En la orilla opuesta de Miller, el sueco Ruben Östlund entiende el cinismo como una forma de resistencia. En “Triangle of Sadness”, su regreso a Cannes después de ganar la Palma de Oro por “The Square”, su objetivo es tan fácil de ridiculizar como lo era el ombliguista mundo del arte. Ahora su diana es el universo de los ricos y oligarcas, los influencers y los fashion-victims de medio pelo. Östlund divide su película en tres segmentos, a cuál más malintencionado, en los que parodia la adicción al dinero, los roles de género, el feminismo de pose y la lucha de clases, en una sátira que aplaudirían los mismísimos Monty Python.

“Triangle of Sadness” empieza en tierra firme, con un casting para una pasarela de moda y una impagable discusión entre una influencer y un modelo por la cuenta de un restaurante, continúa en un crucero para las élites financieras y acaba en una isla desierta. Cada secuencia se organiza casi como un bloque autónomo, en el que la comedia de la crueldad se despliega en base a un acerado sentido de la observación y la ironía dramática. La duración ocupa un lugar importante en el desarrollo del gag, porque es el paso del tiempo el que hace caer las máscaras, aunque a veces Östlund debería desenamorarse de sus ideas para que la eficacia de su discurso no caiga en la obviedad. Momentos memorables como una larguísima, escatológica cena a bordo que evoca la secuencia del señor Creosota de “El sentido de la vida” o el duelo de citas reaccionarias y marxistas entre un capitalista ruso y un comunista americano (Woody Harrelson), necesitarían un buen corte de pelo.

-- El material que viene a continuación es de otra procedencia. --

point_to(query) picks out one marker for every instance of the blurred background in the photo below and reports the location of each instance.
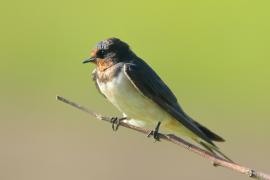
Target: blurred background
(214, 55)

Seguro que Östlund adora “El discreto encanto de la burguesía” y “El ángel exterminador”. La sombra de un Buñuel para la era de las redes sociales y los “realities” de supervivencia levita sobre todo el metraje, que se mete en terrenos tan pantanosos como una lectura inversa de las bondades del matriarcado que puede hacerle ganar la etiqueta de misógino. En realidad, nadie sale bien parado en “Triangle of Sadness”: los hombres son patéticos, las mujeres son contradictorias y manipuladoras, las clases desfavorecidas reproducen las costumbres de las privilegiadas cuando tienen el poder. Solo somos iguales, dice Östlund, en nuestra despreciable mezquindad.